基于纳米材料的无源RFID温度传感器设计

射频识别(RFID)技术与传感器的一体化设计,具有数据采集便捷和部署方便等优点,在智慧农业和食品溯源监测领域具有潜在应用价值。提出一种基于氧化锌(ZnO)/还原氧化石墨烯(RGO)的无源RFID一体化温度传感器设计,传感器天线和电极主要采用微带贴片天线制作,天线及电极结构通过HFSS软件进行仿真设计及优化,然后利用热转印技术在环氧树脂覆铜板上通过化学刻蚀制备图形化电极;传感器的温敏材料为水热法制备的ZnO/RGO纳米复合材料。ZnO/RGO温敏材料阻抗随环境温度发生变化,从而引起RFID射频谐振中心频点偏移,以射频回波损耗和归一化频移来度量环境温度的变化,在10℃~60℃量程范围内,该传感器的温度灵敏度可达0.86 dB/℃,线性度R2=0.99。

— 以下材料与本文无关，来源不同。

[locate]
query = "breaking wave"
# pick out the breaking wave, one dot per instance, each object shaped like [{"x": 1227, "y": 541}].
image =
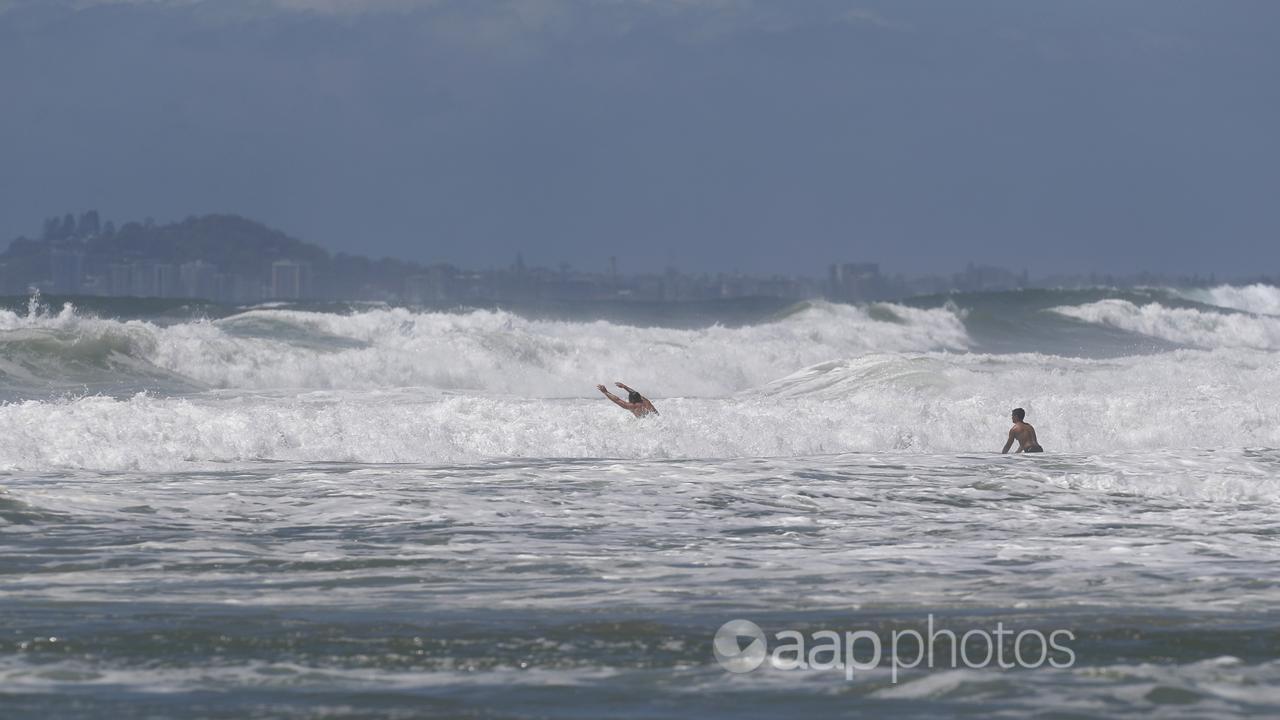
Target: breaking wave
[
  {"x": 1183, "y": 326},
  {"x": 476, "y": 351}
]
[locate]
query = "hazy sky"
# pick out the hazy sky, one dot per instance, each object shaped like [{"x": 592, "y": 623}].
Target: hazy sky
[{"x": 752, "y": 135}]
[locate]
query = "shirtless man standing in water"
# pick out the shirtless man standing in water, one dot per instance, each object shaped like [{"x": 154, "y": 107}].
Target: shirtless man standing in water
[
  {"x": 638, "y": 404},
  {"x": 1024, "y": 433}
]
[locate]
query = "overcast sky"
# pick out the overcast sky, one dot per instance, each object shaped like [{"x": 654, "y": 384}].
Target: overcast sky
[{"x": 718, "y": 135}]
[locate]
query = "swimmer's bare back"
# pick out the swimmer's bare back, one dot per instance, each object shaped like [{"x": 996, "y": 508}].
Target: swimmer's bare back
[
  {"x": 1023, "y": 433},
  {"x": 635, "y": 402}
]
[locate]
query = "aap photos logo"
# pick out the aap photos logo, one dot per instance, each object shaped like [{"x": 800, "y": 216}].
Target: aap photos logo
[{"x": 740, "y": 646}]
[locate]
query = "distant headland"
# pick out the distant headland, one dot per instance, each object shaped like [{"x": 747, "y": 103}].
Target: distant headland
[{"x": 238, "y": 260}]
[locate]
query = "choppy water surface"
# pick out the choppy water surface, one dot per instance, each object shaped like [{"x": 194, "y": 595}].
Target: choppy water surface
[{"x": 392, "y": 513}]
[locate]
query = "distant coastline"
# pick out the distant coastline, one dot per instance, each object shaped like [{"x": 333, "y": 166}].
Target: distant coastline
[{"x": 236, "y": 260}]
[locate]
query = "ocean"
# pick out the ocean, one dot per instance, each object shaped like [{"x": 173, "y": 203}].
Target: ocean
[{"x": 371, "y": 511}]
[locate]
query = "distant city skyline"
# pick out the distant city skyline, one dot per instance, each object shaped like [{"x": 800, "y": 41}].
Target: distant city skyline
[
  {"x": 745, "y": 135},
  {"x": 234, "y": 259}
]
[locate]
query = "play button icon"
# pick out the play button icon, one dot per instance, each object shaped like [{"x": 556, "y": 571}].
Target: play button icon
[{"x": 740, "y": 646}]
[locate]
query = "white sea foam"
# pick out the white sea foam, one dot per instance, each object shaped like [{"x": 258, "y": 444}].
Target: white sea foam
[
  {"x": 479, "y": 351},
  {"x": 1183, "y": 326},
  {"x": 1261, "y": 299},
  {"x": 935, "y": 402}
]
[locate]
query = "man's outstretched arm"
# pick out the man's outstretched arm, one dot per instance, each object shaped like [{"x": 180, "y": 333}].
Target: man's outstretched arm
[{"x": 617, "y": 400}]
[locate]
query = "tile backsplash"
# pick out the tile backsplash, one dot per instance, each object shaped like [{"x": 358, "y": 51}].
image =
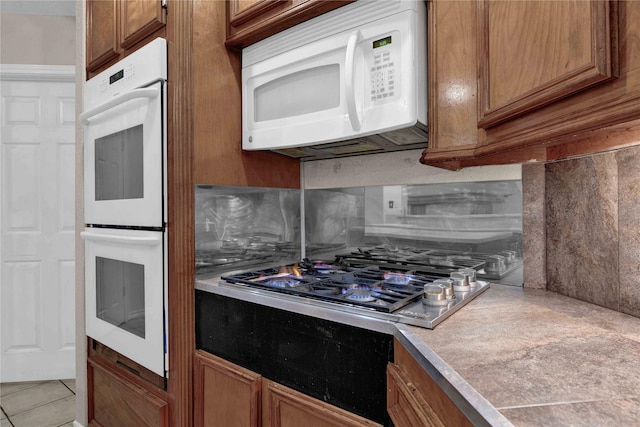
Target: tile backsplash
[{"x": 590, "y": 230}]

BiOBr-OV/RGO复合物的制备及其光催化CO_(2)还原性能

采用水热合成方法先制得四方相BiOBr纳米片与还原氧化石墨烯(RGO)相结合的二元复合物BiOBr/RGO,再经真空热处理获得富含氧空位(OV)的复合光催化剂BiOBr-OV/RGO。通过一系列分析测试方法对样品的结构、组成和光电性能进行了表征。BiOBr-OV/RGO表现出了最佳的模拟太阳光光催化CO_(2)还原活性,主要还原产物CO的生成速率达到15.67μmol·g^(-1)·h^(-1),分别是纯BiOBr、BiOBr-OV和BiOBr/RGO的4.5倍、2.5倍和1.4倍,体现了OV和RGO协同增强的可见光吸收和促进光生载流子在空间上的分离作用,从而提高光催化反应活性。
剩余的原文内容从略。